Symbol inspection tools for w64devkit: vc++filt and peports

I introduced two new tools to w64devkit, vc++filt and peports (pronounced like purports), which aid manual symbol inspection and complement one another. As of this writing, the latter is not yet in a release, but it’s feature-complete and trivial to build if you wanted to try it out early. This article explains the motivation and purpose for each.

vc++filt

Binutils has c++filt, a tool to demangle C++ symbols. Its primary use case is operating on whole files or streams, passing through anything that doesn’t look like a mangled C++ symbol, and interpolating human-friendly names in place of mangled symbols. In, say, Vim I could run the current buffer through it to translate mangled symbols (:%!c++filt). Otherwise it’s often composed with other tools in a pipeline.

For example, suppose I want to inspect the assembly of this C++ source:

int bar(int, int);

int foo(int x)
{
    return bar(x, x);
}

Without needing to create intermediate files, I could compile and filter out assembler directives in one pipeline:

$ cc -S -O2 -o - x.cpp | grep -Fv .
_Z3fooi:
        movl    %ecx, %edx
        jmp     _Z3barii

The two symbols, foo and bar have been mangled according to the Itanium C++ ABI, preferred by GNU toolchains. It might be nice to see human-friendly names for these symbols. c++filt to the rescue:

$ cc -S -O2 -o - x.cpp | grep -Fv . | c++filt
foo(int):
        movl    %ecx, %edx
        jmp     bar(int, int)

That’s no longer valid assembly of course — which is essentially the point of mangling in the first place — but it’s friendlier to human inspection.

However, MSVC uses the Microsoft ABI and is substantially different. Instead of the pejorative “mangle,” they choose more positive terminology, decoration. When inspecting MSVC-generated code, c++filt is no use. The closest alternative is undname from the MSVC toolchain, but it’s far less flexible and powerful. Plus it requires installing Visual Studio. A number of times I’ve wanted a tool like c++filt for Visual C++. In other words, vc++filt!

The name decoration ABI is undocumented and complicated. Rather than write my own implementation based on reverse engineered documentation, or pull in a third-party library (i.e. LLVM), I call UnDecorateSymbolName from dbghelp.dllincluded in every version of Windows since at least Windows XP. The cost is that vc++filt is not portable and couldn’t be included in a cross toolchain.

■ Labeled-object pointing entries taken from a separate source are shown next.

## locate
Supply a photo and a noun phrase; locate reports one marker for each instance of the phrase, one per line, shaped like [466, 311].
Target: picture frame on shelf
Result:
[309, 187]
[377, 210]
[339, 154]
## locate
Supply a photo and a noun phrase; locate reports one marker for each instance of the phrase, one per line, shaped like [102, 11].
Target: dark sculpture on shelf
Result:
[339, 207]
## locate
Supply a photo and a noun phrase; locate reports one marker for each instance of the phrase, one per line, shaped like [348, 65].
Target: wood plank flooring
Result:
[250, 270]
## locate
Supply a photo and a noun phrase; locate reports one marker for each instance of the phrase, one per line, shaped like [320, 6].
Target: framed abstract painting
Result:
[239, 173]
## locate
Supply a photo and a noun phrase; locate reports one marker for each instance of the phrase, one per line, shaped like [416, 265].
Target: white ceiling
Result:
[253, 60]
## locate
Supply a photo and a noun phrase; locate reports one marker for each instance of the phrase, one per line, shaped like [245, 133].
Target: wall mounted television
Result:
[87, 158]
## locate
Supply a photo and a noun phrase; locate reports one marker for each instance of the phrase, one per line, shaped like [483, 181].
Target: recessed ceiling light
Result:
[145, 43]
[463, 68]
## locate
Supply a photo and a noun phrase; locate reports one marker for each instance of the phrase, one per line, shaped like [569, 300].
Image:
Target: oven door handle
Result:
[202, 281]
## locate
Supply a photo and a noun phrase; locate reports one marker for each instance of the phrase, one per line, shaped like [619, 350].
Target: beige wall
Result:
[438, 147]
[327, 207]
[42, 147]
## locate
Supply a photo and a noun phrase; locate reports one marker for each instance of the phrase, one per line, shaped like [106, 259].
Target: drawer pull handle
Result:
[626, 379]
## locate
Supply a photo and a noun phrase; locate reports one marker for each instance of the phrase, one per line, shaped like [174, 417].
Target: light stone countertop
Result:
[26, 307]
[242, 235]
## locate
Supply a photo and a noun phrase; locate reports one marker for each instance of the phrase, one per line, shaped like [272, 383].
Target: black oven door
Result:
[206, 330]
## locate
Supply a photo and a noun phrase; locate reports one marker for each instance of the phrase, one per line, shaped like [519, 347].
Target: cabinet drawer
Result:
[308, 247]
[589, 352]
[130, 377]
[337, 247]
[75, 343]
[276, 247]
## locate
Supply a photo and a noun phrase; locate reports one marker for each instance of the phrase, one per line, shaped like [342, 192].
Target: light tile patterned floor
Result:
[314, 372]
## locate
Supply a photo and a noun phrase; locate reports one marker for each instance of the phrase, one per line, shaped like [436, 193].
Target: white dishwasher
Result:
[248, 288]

UnDecorateSymbolName is reasonably performant, but after testing on real data I found it was still worth caching calls. The program never queries the same symbol twice in a run, instead referring to its cache; except in the unlikely case of running out of memory, in which case it gracefully reverts to calling dbghelp.dll.

Otherwise vc++filt behaves like c++filt, minus features inapplicable to the Microsoft ABI. It has a simple tokenizer for Microsoft ABI name decorations. Tokens are passed to UnDecorateSymbolName. All other bytes pass through, as are false positives. In practice, decorated symbols can be quite lengthy — in my observations of real world libraries, as long as 10kB — so the tokenizer buffer is generous in order to compensate.

To nobody’s surprise, MSVC tools are not composable in pipelines, so repeating the previous assembly demonstration requires an extra step. First compile to assembly (/Fa):

$ cl /c /Fa /O2 x.cpp
x.cpp

Applying some directive and comment filtering to the assembly:

$ sed 's/;.*//' x.asm | grep -Eiv '^_|^include|^end|^$|\$'
PUBLIC  ?foo@@YAHH@Z
EXTRN   ?bar@@YAHHH@Z:PROC
?foo@@YAHH@Z PROC
        mov     edx, ecx
        jmp     ?bar@@YAHHH@Z
?foo@@YAHH@Z ENDP

Applying vc++filt:

$ sed 's/;.*//' x.asm | grep -Eiv '^_|^include|^end|^$|\$' | vc++filt
PUBLIC  int __cdecl foo(int)
EXTRN   int __cdecl bar(int,int):PROC
int __cdecl foo(int) PROC
        mov     edx, ecx
        jmp     int __cdecl bar(int,int)
int __cdecl foo(int) ENDP

Like before, I could also undecorate a buffer in Vim: :%!vc++filt. It’s not limited to assembly, of course. It could be applied to the output of Binutils nm or objdump, or MSVC dumpbin. Speaking of which…

peports

Portable Executables (PE), which includes EXE and DLL images, have an export table and an import table. The peports command displays these tables: “portable executable ‘ports.” It’s equivalent to the MSVC dumpbin (i.e. link /dump) options /exports and /imports, but I wanted an implementation I could include in w64dk. Binutils objdump -p prints export and import tables, but it’s unreliable on binaries not linked by BFD (case in point: Go binaries), and the output includes extra information before and after. Unlike vc++filt, peports is portable and runs on Linux, etc.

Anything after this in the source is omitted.